Pirates; serial killings; steamy, unrequited love: Pérez-Reverte (Pirates of the Levant, 2010, etc.) imbues the sensational with significance.
It's 1811, and as Napoleon’s army relentlessly shells the port of Cádiz, Spain, the city finds itself the target of a much more sinister presence. A shadowy figure is brutally murdering young women, and as amoral policeman Rogelio Tizón stalks this prey, he begins to realize that the murders and the French bombs are somehow intertwined. At the same time, the handsome Lolita Palma, upstanding owner of a shipping company, agrees to do business with corsair Pépé Lobo and soon finds herself drawn to his rough charms. And a mysterious taxidermist sends a secret carrier pigeon to a French captain, adding one more pin to his map of bombs. As Napoleon’s war rages on, the world finds itself in a vortex of change, with science competing against faith and tradition to help create a new world order. Pérez-Reverte begins with several different strands of story and weaves them into a rather impressive web.
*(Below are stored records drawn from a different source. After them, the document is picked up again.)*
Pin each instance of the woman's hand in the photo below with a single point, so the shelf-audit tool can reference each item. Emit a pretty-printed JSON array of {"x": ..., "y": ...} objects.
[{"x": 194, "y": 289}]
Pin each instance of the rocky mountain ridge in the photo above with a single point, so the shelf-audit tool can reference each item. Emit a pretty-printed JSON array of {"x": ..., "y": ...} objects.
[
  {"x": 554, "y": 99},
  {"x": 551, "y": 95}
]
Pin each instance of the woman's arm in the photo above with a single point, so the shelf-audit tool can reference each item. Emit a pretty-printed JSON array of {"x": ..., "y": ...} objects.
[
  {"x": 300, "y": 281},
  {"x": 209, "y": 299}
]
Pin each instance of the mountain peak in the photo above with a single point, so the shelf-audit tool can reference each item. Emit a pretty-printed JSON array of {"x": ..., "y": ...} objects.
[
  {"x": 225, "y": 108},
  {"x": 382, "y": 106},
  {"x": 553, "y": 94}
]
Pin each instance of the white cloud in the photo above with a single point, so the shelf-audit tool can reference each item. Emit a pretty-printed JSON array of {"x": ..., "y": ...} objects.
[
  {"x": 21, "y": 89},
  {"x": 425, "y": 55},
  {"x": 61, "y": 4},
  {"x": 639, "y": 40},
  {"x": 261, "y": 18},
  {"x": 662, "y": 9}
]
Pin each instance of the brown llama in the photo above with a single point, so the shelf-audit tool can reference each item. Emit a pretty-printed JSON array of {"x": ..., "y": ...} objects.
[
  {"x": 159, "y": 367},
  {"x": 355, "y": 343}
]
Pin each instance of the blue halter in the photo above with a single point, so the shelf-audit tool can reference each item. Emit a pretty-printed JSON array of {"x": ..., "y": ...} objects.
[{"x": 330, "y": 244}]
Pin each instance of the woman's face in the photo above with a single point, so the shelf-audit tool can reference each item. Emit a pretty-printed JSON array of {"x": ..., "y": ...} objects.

The level of detail is meticulous but also beautiful; his descriptions of the town and people of Cádiz capture colors, smells and personalities, making the page come to life, and he balances these sensory passages with dense observations about history, metaphysics, science and human nature. Whether the brutality of the murderer, and in fact of the war, is a result of “the imagination [running] out of control” or “atmospheric conditions” doesn’t ultimately matter to the story. Pérez-Reverte presents a chessboard on which the epic battle of science and fate becomes the story. In the end, it’s about “the dark chasms of the human mind,” a timeless theme if ever there was one.
A genre-bending literary thriller worth the time.